After leaving government, Müntefering joined the Committee on Foreign Affairs and became the chairwoman of its Subcommittee on Foreign Cultural and Educational Policy. In 2023, she was one of the initiators – alongside Agnieszka Brugger and Marie-Agnes Strack-Zimmermann – of a cross-party group promoting a feminist foreign policy.
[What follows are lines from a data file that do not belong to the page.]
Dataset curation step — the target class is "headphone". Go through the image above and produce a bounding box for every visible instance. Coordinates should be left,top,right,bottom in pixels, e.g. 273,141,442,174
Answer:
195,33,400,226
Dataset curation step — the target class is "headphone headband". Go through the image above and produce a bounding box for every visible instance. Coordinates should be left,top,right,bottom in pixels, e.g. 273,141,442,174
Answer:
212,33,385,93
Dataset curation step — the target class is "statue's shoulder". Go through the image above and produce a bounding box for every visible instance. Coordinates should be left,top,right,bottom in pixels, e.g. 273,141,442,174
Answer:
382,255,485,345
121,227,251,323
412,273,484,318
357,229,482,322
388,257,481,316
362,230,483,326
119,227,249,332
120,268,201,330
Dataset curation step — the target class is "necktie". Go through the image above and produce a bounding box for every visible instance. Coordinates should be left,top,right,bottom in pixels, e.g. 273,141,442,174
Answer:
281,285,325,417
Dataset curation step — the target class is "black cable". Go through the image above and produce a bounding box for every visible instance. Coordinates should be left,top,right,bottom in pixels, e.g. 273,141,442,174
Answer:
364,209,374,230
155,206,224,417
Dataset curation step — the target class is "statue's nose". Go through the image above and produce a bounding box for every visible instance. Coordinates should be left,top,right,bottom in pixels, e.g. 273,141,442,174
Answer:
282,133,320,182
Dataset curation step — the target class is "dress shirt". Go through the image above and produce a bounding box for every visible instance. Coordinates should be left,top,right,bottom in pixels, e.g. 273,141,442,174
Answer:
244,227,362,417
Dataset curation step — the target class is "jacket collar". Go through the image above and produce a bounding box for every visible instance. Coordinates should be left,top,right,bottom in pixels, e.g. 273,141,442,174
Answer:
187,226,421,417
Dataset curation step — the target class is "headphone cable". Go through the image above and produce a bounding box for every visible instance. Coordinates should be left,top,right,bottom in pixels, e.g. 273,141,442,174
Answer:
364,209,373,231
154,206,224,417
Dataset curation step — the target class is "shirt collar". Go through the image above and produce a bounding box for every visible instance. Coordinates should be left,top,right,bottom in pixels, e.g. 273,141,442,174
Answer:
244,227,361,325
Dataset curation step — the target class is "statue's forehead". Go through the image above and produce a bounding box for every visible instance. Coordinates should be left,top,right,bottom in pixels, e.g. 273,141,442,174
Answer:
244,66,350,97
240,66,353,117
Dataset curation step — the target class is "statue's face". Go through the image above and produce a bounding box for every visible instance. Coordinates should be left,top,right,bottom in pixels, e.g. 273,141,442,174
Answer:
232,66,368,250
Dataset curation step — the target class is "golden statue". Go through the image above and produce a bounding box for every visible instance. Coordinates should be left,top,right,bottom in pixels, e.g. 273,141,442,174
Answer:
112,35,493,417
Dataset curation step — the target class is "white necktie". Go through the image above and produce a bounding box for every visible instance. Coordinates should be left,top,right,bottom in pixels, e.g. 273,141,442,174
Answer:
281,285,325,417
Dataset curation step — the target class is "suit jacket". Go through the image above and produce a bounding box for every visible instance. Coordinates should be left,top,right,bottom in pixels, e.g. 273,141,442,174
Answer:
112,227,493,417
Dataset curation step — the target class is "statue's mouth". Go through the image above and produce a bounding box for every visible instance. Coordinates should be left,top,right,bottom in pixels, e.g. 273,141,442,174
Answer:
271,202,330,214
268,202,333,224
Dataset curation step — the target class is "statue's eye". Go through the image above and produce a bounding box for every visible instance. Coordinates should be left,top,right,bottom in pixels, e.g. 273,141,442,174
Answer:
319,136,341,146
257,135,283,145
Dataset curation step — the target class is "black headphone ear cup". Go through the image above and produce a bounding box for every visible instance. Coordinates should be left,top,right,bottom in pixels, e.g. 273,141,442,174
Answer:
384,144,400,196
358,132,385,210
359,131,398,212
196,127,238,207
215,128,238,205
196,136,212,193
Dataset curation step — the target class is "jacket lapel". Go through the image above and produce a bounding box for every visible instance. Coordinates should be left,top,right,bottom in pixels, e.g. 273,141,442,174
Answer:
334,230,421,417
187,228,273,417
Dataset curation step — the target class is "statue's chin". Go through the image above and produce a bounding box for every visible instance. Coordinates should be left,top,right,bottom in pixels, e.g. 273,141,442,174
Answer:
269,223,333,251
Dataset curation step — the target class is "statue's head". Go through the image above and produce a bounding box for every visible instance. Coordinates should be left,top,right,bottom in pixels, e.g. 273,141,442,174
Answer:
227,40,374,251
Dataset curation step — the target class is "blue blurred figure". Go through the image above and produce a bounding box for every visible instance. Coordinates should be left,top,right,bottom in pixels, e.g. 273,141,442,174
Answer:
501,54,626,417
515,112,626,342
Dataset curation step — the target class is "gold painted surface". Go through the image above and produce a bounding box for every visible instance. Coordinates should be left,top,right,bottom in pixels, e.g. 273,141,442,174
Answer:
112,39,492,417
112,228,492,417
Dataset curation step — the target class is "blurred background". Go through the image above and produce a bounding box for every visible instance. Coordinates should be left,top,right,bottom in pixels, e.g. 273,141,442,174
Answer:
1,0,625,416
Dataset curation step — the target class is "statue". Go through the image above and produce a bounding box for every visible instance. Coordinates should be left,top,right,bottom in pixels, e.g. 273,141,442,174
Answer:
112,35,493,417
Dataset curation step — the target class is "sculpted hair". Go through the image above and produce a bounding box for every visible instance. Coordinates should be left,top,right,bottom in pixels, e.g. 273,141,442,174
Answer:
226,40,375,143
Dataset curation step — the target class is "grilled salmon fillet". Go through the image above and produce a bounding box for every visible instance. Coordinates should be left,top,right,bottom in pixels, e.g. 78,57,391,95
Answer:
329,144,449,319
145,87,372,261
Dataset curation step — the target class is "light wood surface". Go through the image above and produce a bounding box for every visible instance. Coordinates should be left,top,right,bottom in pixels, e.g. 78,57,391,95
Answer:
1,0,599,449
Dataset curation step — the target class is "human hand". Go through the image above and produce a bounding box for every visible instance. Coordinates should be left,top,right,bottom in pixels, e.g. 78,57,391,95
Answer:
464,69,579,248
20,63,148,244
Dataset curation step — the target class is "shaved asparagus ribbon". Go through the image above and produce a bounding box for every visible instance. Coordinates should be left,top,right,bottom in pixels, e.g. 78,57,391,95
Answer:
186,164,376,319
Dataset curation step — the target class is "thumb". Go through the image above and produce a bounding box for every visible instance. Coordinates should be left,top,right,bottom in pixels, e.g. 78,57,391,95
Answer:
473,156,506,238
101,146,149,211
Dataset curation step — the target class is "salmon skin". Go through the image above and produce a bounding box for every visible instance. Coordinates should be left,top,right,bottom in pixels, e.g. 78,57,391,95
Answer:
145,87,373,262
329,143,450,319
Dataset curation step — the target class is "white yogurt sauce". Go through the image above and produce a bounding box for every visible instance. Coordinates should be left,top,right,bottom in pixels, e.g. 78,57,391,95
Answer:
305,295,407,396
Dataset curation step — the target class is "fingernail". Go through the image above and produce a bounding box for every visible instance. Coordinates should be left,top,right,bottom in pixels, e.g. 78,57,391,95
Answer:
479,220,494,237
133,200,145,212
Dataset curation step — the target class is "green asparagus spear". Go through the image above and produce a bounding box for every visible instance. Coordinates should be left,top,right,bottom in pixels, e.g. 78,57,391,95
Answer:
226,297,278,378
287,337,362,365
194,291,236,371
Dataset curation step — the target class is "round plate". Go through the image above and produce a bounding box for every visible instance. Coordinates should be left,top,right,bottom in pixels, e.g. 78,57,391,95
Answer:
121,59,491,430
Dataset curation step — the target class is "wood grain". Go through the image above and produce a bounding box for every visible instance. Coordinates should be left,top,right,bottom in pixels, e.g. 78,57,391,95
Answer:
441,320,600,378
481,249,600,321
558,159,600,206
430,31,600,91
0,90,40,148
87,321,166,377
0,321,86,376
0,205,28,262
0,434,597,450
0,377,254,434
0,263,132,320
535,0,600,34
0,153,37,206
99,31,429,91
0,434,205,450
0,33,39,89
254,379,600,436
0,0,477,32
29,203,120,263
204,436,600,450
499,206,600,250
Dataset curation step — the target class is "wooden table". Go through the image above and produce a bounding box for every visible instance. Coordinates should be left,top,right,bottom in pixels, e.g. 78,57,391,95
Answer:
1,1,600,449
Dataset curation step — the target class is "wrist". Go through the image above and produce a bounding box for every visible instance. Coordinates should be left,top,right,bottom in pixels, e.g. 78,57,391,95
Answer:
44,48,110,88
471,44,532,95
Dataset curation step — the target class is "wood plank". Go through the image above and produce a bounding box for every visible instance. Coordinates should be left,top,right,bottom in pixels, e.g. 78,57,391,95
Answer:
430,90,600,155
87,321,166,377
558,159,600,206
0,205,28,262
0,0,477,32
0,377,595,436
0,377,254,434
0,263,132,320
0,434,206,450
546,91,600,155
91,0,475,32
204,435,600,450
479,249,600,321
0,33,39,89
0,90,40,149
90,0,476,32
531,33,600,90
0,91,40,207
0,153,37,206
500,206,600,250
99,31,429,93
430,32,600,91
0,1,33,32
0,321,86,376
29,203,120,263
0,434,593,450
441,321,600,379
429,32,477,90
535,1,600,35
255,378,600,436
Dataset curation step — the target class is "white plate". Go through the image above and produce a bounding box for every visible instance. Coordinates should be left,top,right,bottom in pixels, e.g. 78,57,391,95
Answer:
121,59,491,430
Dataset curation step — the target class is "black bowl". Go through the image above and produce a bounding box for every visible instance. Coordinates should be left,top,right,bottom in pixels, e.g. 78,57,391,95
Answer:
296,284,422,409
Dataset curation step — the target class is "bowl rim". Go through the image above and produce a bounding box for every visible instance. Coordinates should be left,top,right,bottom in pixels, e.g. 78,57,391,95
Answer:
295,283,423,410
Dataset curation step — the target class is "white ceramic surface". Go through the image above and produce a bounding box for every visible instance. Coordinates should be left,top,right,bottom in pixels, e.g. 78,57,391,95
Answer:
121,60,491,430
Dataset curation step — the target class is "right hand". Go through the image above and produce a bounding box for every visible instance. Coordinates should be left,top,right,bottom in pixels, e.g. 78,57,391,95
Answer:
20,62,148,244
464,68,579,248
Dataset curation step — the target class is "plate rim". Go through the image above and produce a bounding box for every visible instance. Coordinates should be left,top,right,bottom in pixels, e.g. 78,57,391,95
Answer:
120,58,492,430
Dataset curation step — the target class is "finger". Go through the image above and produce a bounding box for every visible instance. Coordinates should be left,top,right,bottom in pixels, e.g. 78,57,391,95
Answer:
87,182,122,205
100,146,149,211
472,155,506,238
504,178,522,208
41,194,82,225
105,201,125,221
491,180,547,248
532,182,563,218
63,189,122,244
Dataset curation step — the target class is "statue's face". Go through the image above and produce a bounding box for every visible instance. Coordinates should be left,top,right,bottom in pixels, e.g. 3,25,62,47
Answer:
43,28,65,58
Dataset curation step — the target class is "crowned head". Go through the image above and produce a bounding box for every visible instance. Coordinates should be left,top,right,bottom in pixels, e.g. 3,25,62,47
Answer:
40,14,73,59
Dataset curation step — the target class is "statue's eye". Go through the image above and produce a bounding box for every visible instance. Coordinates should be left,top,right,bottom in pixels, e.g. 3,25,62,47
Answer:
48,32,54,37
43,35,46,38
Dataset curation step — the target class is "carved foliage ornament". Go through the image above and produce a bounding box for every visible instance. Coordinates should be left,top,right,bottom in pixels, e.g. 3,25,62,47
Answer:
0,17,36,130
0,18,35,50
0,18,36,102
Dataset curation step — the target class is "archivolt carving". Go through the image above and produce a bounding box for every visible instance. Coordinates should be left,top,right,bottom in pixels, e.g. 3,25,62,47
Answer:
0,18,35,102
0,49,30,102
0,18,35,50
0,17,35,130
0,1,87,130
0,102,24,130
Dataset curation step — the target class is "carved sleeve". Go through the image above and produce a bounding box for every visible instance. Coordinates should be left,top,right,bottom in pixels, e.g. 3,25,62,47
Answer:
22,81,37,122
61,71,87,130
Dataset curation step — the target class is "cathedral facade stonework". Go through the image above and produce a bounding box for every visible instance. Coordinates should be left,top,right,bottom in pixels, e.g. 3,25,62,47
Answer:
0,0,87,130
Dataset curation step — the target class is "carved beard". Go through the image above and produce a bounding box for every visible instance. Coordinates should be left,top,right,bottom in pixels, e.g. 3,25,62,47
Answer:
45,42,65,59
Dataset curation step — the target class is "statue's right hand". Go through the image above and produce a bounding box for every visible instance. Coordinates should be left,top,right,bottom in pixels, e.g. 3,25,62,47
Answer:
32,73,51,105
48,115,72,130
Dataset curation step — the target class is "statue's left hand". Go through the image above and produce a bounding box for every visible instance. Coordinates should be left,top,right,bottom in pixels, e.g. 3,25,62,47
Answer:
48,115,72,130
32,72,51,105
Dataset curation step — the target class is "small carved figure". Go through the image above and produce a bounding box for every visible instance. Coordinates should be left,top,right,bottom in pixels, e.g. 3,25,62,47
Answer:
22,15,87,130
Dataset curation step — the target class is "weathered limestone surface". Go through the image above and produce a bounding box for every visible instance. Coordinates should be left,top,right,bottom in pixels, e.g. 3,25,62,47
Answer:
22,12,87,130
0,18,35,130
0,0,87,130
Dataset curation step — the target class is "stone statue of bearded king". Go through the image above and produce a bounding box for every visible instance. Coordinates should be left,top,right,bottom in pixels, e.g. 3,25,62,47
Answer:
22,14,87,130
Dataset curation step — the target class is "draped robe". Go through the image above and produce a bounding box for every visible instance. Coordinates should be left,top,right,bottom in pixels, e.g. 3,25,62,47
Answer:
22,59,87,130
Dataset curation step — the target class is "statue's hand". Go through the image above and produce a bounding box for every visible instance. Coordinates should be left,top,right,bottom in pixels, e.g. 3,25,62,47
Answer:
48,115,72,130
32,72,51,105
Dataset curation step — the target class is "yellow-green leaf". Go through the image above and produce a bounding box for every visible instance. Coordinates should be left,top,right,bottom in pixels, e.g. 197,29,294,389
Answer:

In April 2023, Müntefering announced her intention to resign from the German Parliament and instead run in the 2024 European elections; however, she failed to get her party's nomination. In June 2024, she announced that she would not stand in the 2025 federal elections but instead resign from active politics by the end of the parliamentary term.

==Other activities==
===Regulatory bodies===
- Federal Network Agency for Electricity, Gas, Telecommunications, Post and Railway (BNetzA), Alternate Member of the Advisory Board (2013–2018)
- Landesanstalt für Medien Nordrhein-Westfalen (LfM), Member of the Media Committee (−2015)

===Corporate boards===
- Humboldt Forum, Ex-Officio Member of the Supervisory Board (since 2018)
- Evangelische Verbund Ruhr (EVR), Member of the Supervisory Board

===Non-profit organizations===
- Tarabya Cultural Academy, Member of the Advisory Board (since 2022)
- German Federal Film Board (FFA), Member of the Supervisory Board (since 2022)
- Leibniz Association, Ex-Officio Member of the Senate (since 2018)
- Centre for Feminist Foreign Policy (CFFP), Member of the Advisory Council (since 2018)
- Friedrich Ebert Foundation (FES), Member of the Board of Trustees
- American Jewish Committee in Berlin, Member of the Advisory Board
- Berliner Republik, Member of the Board of Editors
- European Council on Foreign Relations (ECFR), Member
- Friends of the Herne Synagogue, Member
- Gegen Vergessen – Für Demokratie, Member
- German Orient Foundation, President of the Board of Trustees
- German-Turkish Society (DTG), Vice President
- German-Arab Friendship Association (DAFG), Member of the Board
- Progressives Zentrum, Member of the Circle of Friends
- Amnesty International, Member
- Atlantik-Brücke, Member
- German-Israeli Association (DIG), Member
- IG Bergbau, Chemie, Energie (IG BCE), Member
- Social Association of Germany (SoVD), Member
- 2015 German Short Film Awards, Member of the Jury
- Stiftung Datenschutz, Member of the Advisory Board (2014–2016)

==Controversy==
In 2017, when media reports revealed Turkey’s intelligence agency MIT had illegally been spying on Germans suspected of ties to Fethullah Gulen, Müntefering was found to be one of the subjects of surveillance. In the weeks leading up to the 2017 federal elections, Müntefering’s car was set on fire with a Molotov cocktail.

==Personal life==
In December 2009, she married the then Bundestag member, former SPD chairman and former vice-chancellor Franz Müntefering. The ceremony took place at the Zollverein Coal Mine Industrial Complex. The couple lives in Herne and Berlin’s Kreuzberg district.